Анисья сидела около него – утомленная, молчаливая. Госпиталь помещался теперь в станице, в двухэтажном кирпичном доме. В нем оставались только легко раненные да те, которых тяжело было везти, остальных несколько дней тому назад эвакуировали в Царицын. Шарыгин умирал. Так ему не хотелось умирать, так было жалко жизни, что Анисья замучилась с ним. Она уже не утешала его, – только сидела около койки и слушала.

Анисья встала, чтобы зачерпнуть кружкой воды из ведра и дать ему попить. Лицо его горело. Большие, синие, как у ребенка, глаза не отрываясь следили за Анисьей. Она была одета по-женскому – в белый халат; золотые волосы, которые он часто видел во сне, завиты в косу и обкручены вокруг головы.

Он боялся, что она уйдет, тогда – только закинуть голову за подушку, стиснуть зубы и слушать неровные удары крови, отдающиеся в висках. Он говорил не переставая. Мысли его вспыхивали, как в догорающей плошке огонь фитиля, – то лизнет по краям и поднимется и ярко осветит, то поникнет и зачадит.

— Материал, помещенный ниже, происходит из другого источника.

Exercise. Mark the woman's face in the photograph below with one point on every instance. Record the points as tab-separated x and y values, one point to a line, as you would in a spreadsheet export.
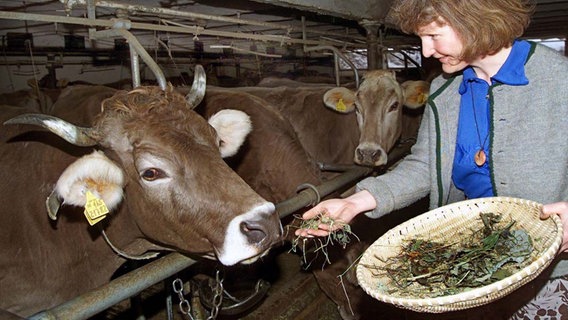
440	41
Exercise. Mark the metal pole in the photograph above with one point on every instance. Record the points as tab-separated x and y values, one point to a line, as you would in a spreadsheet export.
124	287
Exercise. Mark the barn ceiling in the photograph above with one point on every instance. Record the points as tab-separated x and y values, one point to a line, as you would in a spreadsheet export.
262	26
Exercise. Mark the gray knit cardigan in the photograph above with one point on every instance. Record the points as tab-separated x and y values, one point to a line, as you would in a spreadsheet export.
528	146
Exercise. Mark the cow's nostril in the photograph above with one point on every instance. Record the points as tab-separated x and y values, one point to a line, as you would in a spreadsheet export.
253	231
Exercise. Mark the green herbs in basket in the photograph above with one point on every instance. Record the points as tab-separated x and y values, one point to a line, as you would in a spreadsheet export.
430	269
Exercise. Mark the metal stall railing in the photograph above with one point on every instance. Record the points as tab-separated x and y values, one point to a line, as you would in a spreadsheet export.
132	283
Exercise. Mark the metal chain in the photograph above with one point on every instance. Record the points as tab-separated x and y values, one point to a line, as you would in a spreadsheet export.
185	306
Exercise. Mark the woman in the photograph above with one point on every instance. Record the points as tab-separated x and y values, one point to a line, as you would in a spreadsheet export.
495	123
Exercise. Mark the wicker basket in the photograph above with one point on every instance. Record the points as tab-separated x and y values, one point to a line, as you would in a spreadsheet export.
451	222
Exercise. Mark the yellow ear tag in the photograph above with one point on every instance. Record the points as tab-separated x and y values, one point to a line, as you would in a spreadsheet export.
340	106
95	208
422	98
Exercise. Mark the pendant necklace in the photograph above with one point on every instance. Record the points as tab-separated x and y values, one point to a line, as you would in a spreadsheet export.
480	157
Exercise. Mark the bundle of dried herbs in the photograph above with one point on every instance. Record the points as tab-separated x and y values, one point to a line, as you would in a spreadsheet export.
341	234
430	269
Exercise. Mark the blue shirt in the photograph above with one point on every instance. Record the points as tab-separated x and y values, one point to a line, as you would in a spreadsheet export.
474	126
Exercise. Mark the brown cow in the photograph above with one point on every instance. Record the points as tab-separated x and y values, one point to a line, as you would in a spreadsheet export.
272	160
179	194
340	135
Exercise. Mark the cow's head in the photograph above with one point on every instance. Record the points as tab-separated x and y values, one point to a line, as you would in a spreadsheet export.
378	103
167	160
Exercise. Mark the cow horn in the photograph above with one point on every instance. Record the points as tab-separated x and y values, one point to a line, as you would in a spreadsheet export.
197	92
52	204
78	136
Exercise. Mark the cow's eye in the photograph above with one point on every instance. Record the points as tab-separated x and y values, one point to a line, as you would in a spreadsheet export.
394	107
152	174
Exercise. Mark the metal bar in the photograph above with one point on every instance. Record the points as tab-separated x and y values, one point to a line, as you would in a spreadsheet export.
352	174
194	30
124	287
192	15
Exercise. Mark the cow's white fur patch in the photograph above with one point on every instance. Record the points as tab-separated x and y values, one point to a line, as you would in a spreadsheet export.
232	127
96	173
237	247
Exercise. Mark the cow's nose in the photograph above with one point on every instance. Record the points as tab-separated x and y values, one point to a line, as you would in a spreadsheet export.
255	231
368	156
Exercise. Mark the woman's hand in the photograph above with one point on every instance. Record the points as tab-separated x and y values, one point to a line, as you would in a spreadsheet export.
342	211
561	209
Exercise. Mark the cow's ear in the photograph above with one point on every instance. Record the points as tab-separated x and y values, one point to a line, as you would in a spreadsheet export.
93	174
340	99
232	128
415	93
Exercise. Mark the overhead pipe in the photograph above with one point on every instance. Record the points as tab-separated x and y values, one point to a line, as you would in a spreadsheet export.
136	49
194	30
196	16
336	53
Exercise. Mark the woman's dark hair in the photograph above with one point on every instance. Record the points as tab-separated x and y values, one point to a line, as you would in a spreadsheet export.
484	26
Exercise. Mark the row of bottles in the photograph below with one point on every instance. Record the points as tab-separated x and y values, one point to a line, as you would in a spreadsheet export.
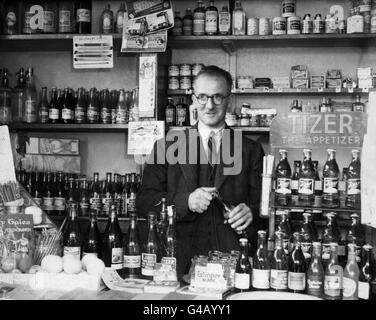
303	187
274	270
21	103
54	191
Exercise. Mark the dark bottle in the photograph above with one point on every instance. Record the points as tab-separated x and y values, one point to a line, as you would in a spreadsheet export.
297	268
331	179
315	272
308	234
92	243
279	265
53	108
283	180
151	252
306	180
333	275
261	264
72	240
353	182
59	200
113	242
367	273
132	250
83	17
170	112
80	107
243	269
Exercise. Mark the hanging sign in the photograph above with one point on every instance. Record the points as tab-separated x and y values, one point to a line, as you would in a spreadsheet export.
93	52
302	130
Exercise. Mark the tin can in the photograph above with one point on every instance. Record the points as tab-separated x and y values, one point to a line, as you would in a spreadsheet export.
252	26
185	83
279	25
185	70
293	25
264	27
173	70
173	83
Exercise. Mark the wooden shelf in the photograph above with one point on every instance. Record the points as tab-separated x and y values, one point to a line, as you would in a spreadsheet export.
41	127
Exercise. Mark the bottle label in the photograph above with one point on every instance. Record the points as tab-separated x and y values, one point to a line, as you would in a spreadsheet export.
330	185
132	261
353	186
296	280
53	114
72	251
148	264
30	111
261	279
306	186
283	186
67	114
83	15
242	281
278	279
117	258
363	290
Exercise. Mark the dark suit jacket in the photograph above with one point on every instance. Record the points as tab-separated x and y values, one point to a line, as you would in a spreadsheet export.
177	181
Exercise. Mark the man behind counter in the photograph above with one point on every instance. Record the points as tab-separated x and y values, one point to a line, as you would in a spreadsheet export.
200	222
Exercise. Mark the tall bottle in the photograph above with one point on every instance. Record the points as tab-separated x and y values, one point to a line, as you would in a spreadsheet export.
199	19
92	244
306	179
315	272
211	19
297	268
333	275
113	242
243	269
132	250
151	251
72	240
353	181
351	275
261	264
279	265
283	180
238	19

– Некрасивая вы тогда были, Анисья Константиновна, старше вдвое казались… Подопрет рукой щеку и глядит, ничего не видит, – в глазах темно от горя… Однако я нежалостливый, это я в себе вытравил… Жалостливые люди – самые черствые. Надо один только раз в жизни пожалеть… И стоп! – выключил рубильник… Сердце давай на наковальню, да еще раз его – в горящие угли, да опять под молот… Такие должны быть комсомольцы… Я тогда на пароходе собрал секретное совещание и товарищам разъяснил, что недостойно борцам за революцию вас трогать… Латугин тогда завернул насчет судомойки… Ах, Латугин, Латугин!.. Совсем не нужно это вам, Анисья Константиновна… Подобрала вас революция. Налились вы красотой, – не для него же… Это же тупик… Вопрос этот надо ставить, надо бороться за этот вопрос…

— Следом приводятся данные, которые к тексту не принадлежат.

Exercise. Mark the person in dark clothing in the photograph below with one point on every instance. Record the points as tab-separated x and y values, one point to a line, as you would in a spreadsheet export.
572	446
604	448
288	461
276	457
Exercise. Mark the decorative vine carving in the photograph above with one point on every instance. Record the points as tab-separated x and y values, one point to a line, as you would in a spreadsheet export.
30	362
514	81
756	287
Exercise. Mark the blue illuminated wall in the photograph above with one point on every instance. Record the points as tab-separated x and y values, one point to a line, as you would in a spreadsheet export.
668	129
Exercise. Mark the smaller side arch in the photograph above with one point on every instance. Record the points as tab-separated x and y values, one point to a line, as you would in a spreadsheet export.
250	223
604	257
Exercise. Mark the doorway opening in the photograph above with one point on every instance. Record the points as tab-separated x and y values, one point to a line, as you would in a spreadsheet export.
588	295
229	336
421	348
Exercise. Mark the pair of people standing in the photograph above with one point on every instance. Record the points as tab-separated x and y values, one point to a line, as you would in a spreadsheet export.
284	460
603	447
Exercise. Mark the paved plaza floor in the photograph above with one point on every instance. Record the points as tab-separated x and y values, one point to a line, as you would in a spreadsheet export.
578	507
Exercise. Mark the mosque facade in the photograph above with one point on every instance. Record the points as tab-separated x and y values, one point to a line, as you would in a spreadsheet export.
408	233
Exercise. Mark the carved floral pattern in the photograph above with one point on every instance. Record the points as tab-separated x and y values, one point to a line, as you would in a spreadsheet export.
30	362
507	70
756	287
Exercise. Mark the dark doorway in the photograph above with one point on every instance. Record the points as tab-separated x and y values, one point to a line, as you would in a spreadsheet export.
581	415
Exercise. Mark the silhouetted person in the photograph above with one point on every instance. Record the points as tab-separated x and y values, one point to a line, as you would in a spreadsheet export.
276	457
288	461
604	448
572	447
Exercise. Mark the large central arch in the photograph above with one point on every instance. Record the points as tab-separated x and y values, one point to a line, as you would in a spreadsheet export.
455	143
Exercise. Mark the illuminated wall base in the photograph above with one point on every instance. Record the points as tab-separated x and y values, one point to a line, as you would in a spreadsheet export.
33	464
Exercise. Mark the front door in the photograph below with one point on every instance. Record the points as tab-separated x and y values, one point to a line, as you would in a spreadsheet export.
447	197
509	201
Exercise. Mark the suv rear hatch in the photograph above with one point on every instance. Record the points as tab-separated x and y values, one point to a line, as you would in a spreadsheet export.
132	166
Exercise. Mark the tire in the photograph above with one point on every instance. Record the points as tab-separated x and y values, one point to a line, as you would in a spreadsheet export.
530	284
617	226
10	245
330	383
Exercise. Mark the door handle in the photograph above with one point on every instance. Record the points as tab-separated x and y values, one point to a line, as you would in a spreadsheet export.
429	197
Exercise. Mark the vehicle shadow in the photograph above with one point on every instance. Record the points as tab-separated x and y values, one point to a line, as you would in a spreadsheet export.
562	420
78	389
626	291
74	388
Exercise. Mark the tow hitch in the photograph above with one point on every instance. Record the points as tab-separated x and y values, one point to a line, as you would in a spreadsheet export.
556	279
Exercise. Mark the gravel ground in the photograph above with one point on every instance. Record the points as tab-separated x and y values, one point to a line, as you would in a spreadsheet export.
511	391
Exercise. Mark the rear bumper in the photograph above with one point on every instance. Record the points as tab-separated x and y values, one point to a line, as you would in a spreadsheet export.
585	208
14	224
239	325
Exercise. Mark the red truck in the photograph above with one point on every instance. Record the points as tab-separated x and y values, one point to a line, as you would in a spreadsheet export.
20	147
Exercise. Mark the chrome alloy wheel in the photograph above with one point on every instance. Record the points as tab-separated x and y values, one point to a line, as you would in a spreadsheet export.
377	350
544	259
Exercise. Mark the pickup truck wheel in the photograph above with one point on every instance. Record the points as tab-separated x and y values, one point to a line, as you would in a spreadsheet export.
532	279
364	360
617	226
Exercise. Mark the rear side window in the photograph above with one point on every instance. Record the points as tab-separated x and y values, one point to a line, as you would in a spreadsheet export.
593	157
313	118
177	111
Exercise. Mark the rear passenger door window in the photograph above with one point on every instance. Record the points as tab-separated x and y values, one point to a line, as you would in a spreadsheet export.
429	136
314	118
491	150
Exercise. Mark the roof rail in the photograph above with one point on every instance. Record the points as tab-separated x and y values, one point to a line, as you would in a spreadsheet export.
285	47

Огонек его лизнул края жизни, измерил близкую темноту и поник. Шарыгин провел по губам сухим языком. Анисья поднесла ему кружку. Он снова заговорил:

– Я знаю, за что умираю, у меня это не вызывает сомнений… Хочется мне, чтобы вы обо мне помнили… Я из Петрограда, с Васильевского острова. Папаня мой столяр, я в ремесленном учился, у папани работал… Он строгает – я строгаю, он строгает – я строгаю… Оба молчим и молчим… Ушел я работать на Балтийский судостроительный… Там открылось мне самое главное – для чего я существую… Началась горячка мыслей, нетерпение. Высокое поманило, внизу уж ни часу нет сил оставаться… Ну, а там – война, призвали во флот, – от злобы зубы во рту крошились… Как вы не можете понять, Анисья Константиновна, что увидел я живого человека, которого мы сами выдумали, завоевали, сами сделали… Да как же – отпустить вас опять бродить с опущенной головой?.. Зачем тогда революция? Неправильно это… Вы должны быть актрисой… Я каждый вечер у того сарая крутился, видел, слышал… «О, ради бога! Ради всех милосердий… Покинута, покинута…» Будете фронты потрясать… Кончится гражданская война – станете мировой актрисой… По этой дороге вам идти… Слабость вам ни к чему… Он вам будет петь, а вы не слушайте, Анисья Константиновна, хочется мне вам доказать: на личную жизнь вы прав не имеете. Милая… Зачем отвернулась?.. Отдохну, соберусь, еще хочу сказать… Что-то я упустил, одно важное доказательство…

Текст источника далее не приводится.